Pasaron cosas-diría la jerga macrista-desde principios de la cuarentena con esa portada del Súper Alberto enfrentando la tormenta, hasta el Alberto de hoy. Un Alberto, que cambió sus ínfulas de unificador de la patria por la imagen de alguien que carece de moderación y que ostenta un vacío de poder inédito para un presidente peronista. 

En tan solo 200 días, la Argentina se hundió en la nueva anormalidad kirchnerista.

Fue así como las tomas ilegales de tierras mutaron de ser un delito, para transformarse en un derecho adquirido. La vida cotidiana se disfrazó de western, cuando ciudadanos comunes y corrientes se convirtieron en asesinos involuntarios defendiendo a punta de escopeta su pan de cada día, y un policía perdió la vida, más por temor a una represalia del Estado que a la mismísima muerte, agonizando entre insultos del progresismo palermitano.

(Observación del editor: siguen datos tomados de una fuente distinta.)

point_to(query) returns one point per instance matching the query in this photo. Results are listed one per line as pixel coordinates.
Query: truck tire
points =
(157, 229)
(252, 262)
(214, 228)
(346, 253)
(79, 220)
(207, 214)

En esta nueva anormalidad, el gobierno ya no se preocupa más por la vuelta a clases sino que promueve la pulverización del calendario escolar, al ritmo de los aplausos de sindicatos docentes que militan la cuarentena eterna.

El mismo gobierno, que aconseja ahorrar en yuanes, mientras el Banco Central se queda sin reservas, los depósitos se retiran como si no hubiera un mañana y el valor del dólar deja a nuestro salario mínimo entre los más pobres de América.


Y ahí vamos nosotros, los ciudadanos de a pie, pidiendo permiso para despedir a nuestros muertos, y abrazando clandestinamente a nuestros seres queridos por miedo a ser tildados de “anticuarentena”.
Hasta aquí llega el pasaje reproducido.